Bila tuntutan pemberlakuan syariat Islamiyah di bawah payung otda dijadikan sebagai titik akhir usaha pemberlakuan syariat Islamiyah, adalah sebuah kekeliruan besar. Titik kekeliruannya adalah menjadikan Islam sebagai sebuah sub sistem dari sistem utama di negeri ini: Pancasila. Pola perjuangan semacam ini ibarat menegakkan benang basah. Sebab, dengan posisi semacam itu, hanya syariat Islam yang tidak melanggar Pancasila saja yang boleh dilakukan. Kalau begitu, sama saja dengan sebelum adanya ribut-ribut otda. Padahal syariat islam akan menjalankan fungsinya sebagai rahmatan lil `alamin bila ia berdiri paking tinggi di atas sistem-sistem kehidupan lainnya. Sistem-sistem yang ada dibawahnya pun harus tidak bertentangan dengan sistem Islam.
Pertanyaan penting yang harus dijawab oleh pengusung ide syariat Islamiyah, adalah bagaimana menegakkan syariat Islamiyah itu ? Kalau terpulang kepada tata-cara selain Jihad fii Sabilillah, jangan-jangan kita terperosok ke dalam tipologi kekafiran: mengimani sebagian isi al-Qur`an dan mengkufuri sebagian lainnya. Merindukan tegaknya syariat Islamiyah, setelah mencampakkan Jihad fii Sabilillaah dari induk besar syariat Islamiyah. Lalu, syariat Islam macam mana yang bakal tegak ?
Celakanya, gejala ini pun menghinggapi sebagian para penuntut pemberlakuan syariat Islamiyah.

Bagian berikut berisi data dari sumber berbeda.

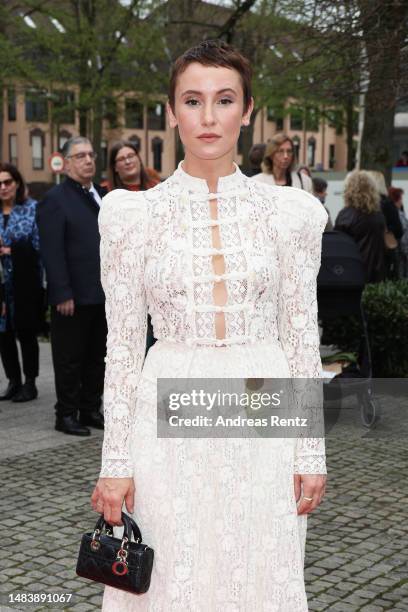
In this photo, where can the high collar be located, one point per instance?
(225, 183)
(78, 185)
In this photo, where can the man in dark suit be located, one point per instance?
(69, 244)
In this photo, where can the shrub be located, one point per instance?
(386, 308)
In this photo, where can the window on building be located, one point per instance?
(64, 107)
(104, 155)
(63, 136)
(36, 104)
(136, 141)
(270, 113)
(332, 156)
(13, 159)
(296, 145)
(335, 119)
(312, 120)
(37, 149)
(296, 119)
(311, 151)
(356, 117)
(157, 148)
(133, 114)
(156, 116)
(11, 104)
(110, 112)
(240, 144)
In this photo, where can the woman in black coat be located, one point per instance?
(22, 293)
(363, 220)
(393, 225)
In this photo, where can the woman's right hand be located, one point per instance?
(108, 496)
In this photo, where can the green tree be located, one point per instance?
(101, 49)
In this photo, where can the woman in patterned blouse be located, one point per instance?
(22, 285)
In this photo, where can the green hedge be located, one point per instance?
(386, 308)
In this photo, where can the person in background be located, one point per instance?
(393, 226)
(255, 156)
(396, 196)
(278, 165)
(305, 170)
(22, 316)
(362, 219)
(126, 169)
(69, 240)
(320, 192)
(403, 160)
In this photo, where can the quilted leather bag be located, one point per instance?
(119, 563)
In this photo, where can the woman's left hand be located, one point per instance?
(309, 491)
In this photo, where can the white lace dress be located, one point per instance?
(220, 514)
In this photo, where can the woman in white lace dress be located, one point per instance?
(227, 269)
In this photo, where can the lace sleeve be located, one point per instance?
(300, 253)
(122, 225)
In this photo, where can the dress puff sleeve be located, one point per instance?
(123, 226)
(300, 238)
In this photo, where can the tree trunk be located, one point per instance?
(384, 34)
(1, 119)
(247, 139)
(350, 134)
(97, 139)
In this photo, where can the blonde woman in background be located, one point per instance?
(278, 166)
(363, 220)
(393, 226)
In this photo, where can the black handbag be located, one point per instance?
(122, 564)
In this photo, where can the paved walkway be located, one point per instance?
(357, 552)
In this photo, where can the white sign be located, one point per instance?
(56, 163)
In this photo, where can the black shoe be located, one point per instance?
(13, 388)
(93, 419)
(27, 392)
(70, 425)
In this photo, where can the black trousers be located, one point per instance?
(78, 353)
(29, 352)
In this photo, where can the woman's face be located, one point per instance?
(127, 165)
(283, 157)
(209, 111)
(8, 187)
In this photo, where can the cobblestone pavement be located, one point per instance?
(356, 557)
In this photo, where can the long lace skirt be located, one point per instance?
(219, 513)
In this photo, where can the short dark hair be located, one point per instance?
(71, 142)
(319, 185)
(213, 53)
(21, 186)
(114, 177)
(256, 154)
(395, 193)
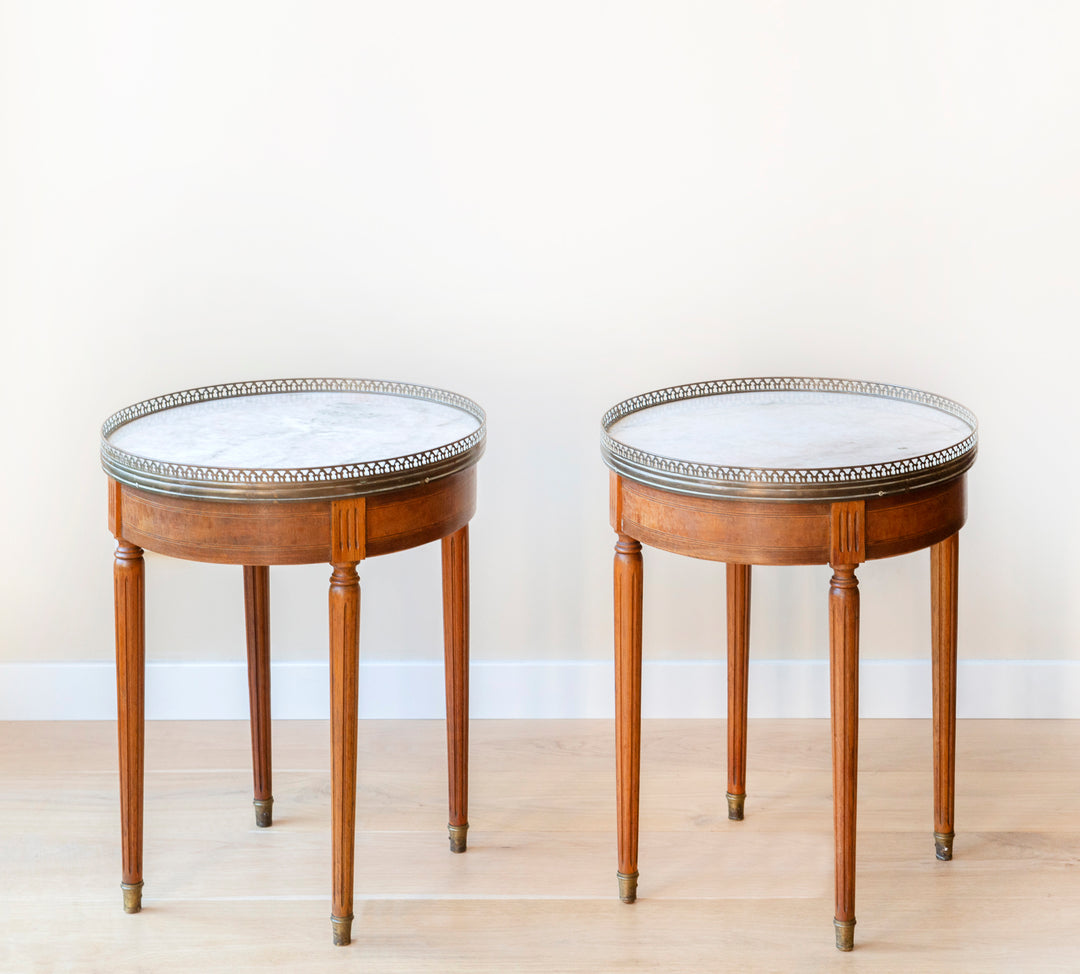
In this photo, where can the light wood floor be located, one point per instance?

Ketika diajak bicara indahnya syariat Islamiyah, mereka sangat getol. Tetapi ketika pembicaraan menyangkut jihad sebagai upaya pemberlakuan syariat, mereka sangat gatal.
Tulisan ini dimaksudkan sebagai sebuah introspeksi atas maraknya gelora jihad dan tuntutan pemberlakuan syariat Islamiyah. Semoga menjadi sumbangan yang konstruktif bagi perjalanan perjuangan menegakkan `izzul Islam wal Muslimin. Amiin.